The same sense of indifference can be seen on the charitable front.  While individuals have been very active, large corporate outreach programs have typically been PR campaigns or a way to build employee morale.  As movements in small business such as social entrepreneurship continue to grow rapidly, large corporations have largely been absent from newer trends in giving.  Whether it be microfinance or businesslike operations like the Gates Foundation, capitalistic-based solutions have long been very effective ways in addressing the world's problems.  So its too bad that the largest concerns with the most business experience are on the sidelines.  Some newer companies like Google are aggressively building their foundations, but these are small efforts compared to the opportunity.  And in the long run, CEOs know that a healthy macro climate creates an environment for enterprises to thrive.  Just like a category leader has an obligation to grow the market, the same should be felt from corporations to affect societal change.

It's not all about giving back though; over 90% of CEOs interviewed in a recent Accenture survey linked better corporate performance to sustainability and community efforts.  Certainly with larger and more complex problems looming ahead, businesses see the need to become engaged in solutions to protect the markets in which they participate.  From a societal standpoint, the benefits of corporate involvement are clear - they have the resources, capital, independence, and track record to solve problems larger than what governments or even non-profits can.  It is also a largely untapped resource as corporations have been inwardly focused for so long.  A large resource reallocation is definitely not needed as the collective power of the business community is so great, but rather a mindset shift that focusing solely on a company's P&L may not be enough to yield the same success in the future.  Perhaps with Starbucks and Google in, we can finally get the Republicans and Democrats out. 


  1. A few follow-up comments/questions:

    1) There are many (Ayn Rand, Edward Conard) who would argue that P&L is the definition of success, that profits have a direct correlation with value delivered to the world at large, etc.

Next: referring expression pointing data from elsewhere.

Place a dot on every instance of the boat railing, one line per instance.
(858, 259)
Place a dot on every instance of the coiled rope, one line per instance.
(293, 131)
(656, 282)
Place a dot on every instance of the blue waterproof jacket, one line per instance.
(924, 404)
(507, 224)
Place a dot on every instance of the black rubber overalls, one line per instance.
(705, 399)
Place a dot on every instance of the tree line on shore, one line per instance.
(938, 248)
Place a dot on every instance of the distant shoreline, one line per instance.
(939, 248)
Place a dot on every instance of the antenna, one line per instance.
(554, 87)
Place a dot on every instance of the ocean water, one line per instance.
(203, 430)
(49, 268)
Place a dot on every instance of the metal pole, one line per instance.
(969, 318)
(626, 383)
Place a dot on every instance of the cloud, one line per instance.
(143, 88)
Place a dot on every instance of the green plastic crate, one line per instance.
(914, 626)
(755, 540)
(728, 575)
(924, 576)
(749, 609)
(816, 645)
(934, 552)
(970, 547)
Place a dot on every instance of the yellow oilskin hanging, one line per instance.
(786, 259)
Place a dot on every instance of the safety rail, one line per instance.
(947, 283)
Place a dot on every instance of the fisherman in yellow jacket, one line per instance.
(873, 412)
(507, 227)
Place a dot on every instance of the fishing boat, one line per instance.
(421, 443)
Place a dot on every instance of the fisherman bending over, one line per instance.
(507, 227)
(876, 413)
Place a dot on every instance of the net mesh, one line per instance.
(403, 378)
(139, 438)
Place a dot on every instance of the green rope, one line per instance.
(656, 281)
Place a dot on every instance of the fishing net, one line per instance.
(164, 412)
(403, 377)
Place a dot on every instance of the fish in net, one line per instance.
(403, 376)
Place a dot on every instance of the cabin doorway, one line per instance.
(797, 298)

Given that, why do you posit that a focus only on profit is not enough to yield success? I am of course not disparaging philanthropic pursuits or their importance, but rather suggesting that a major company like Intel, Procter and Gamble, or Berkshire Hathaway can be viewed as "successful" from a moral perspective (as well as a business perspective) independent of any corporate philanthropic endeavors they may have simply because their daily operations positively contribute to the functioning and development of the world.

    2) Disregarding the point above, from a purely pragmatic standpoint, what do you think is the best strategy for maximizing utility of every dollar spent on corporate philanthropic pursuits? There's a great number of worthy causes - how do you pick one?

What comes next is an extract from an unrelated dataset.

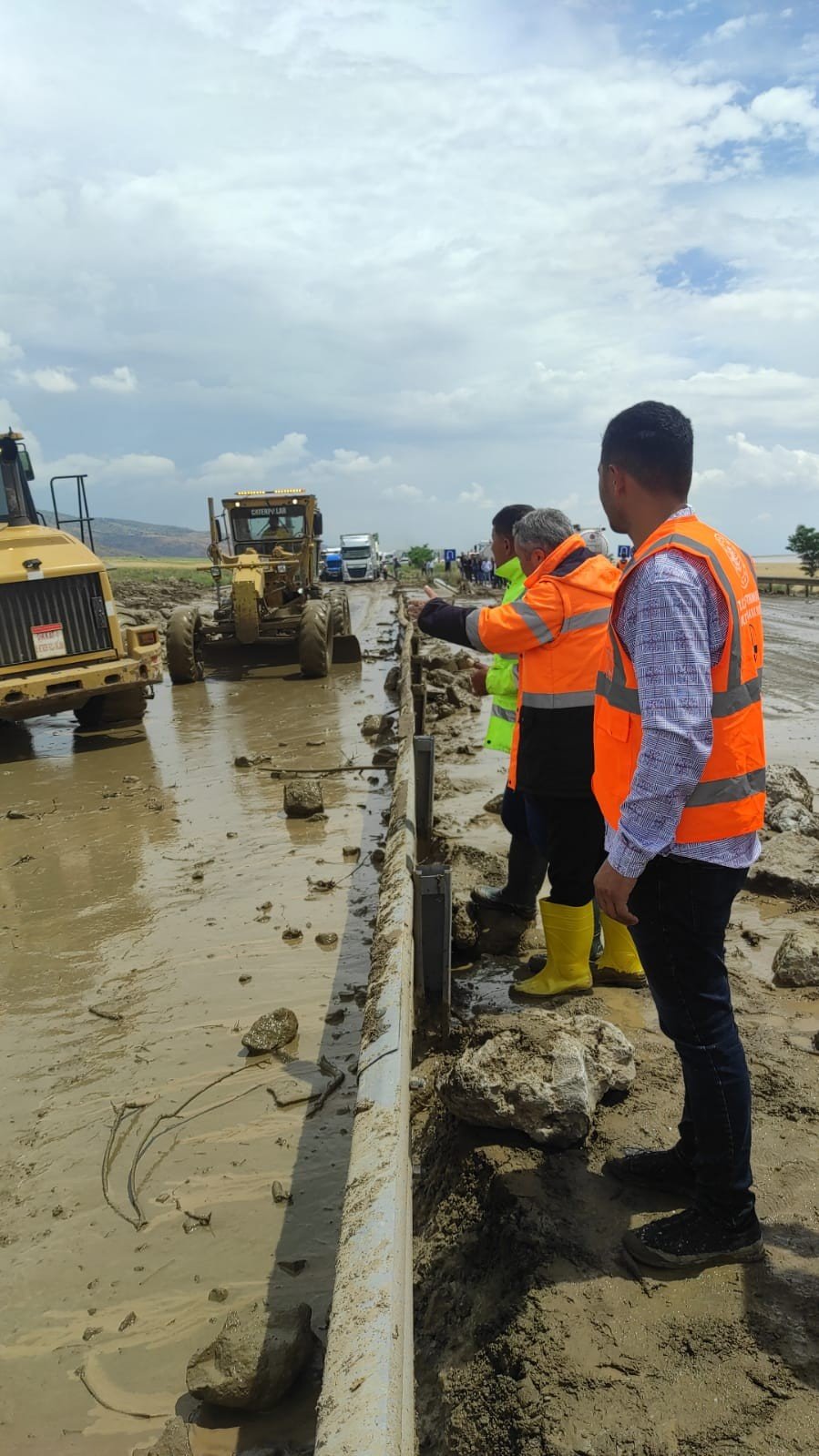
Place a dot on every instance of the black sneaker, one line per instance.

    3) Do you think it's moral/ethical for company management to unilaterally decide to use company money for philanthropy rather than reinvesting it in the business, returning it to shareholders, or returning it to employees? I'm mostly curious, from the shareholder perspective, whether this is something you think should be voted on similar to how executive compensation sometimes is.

  2. Some good points you raise. I don't think its immoral at all for a business to focus solely on the p and l; I just don't see that myopic view to be sustainable. If major issues like chronic unemployment, education, and others are not addressed, these companies will not have robust markets to sell their products anyway. My point is that since they have the infrastructure and capability they should participate more.

    In terms of where, companies should leverage their strengths to be most effective. Exxon should look at environmental issues, Google should look at tech driven solutions' etc. They should also collaborate with nonprofit organizations for efficiency sake to not duplicate efforts.

    Your last point is very interesting. Certainly efforts large enough should seek shareholder or board approval, however I think these companies can probably achieve a great deal without huge resource or capital allocations. I also think if they integrate sustainability into there overall business practices, this effort could be seamless.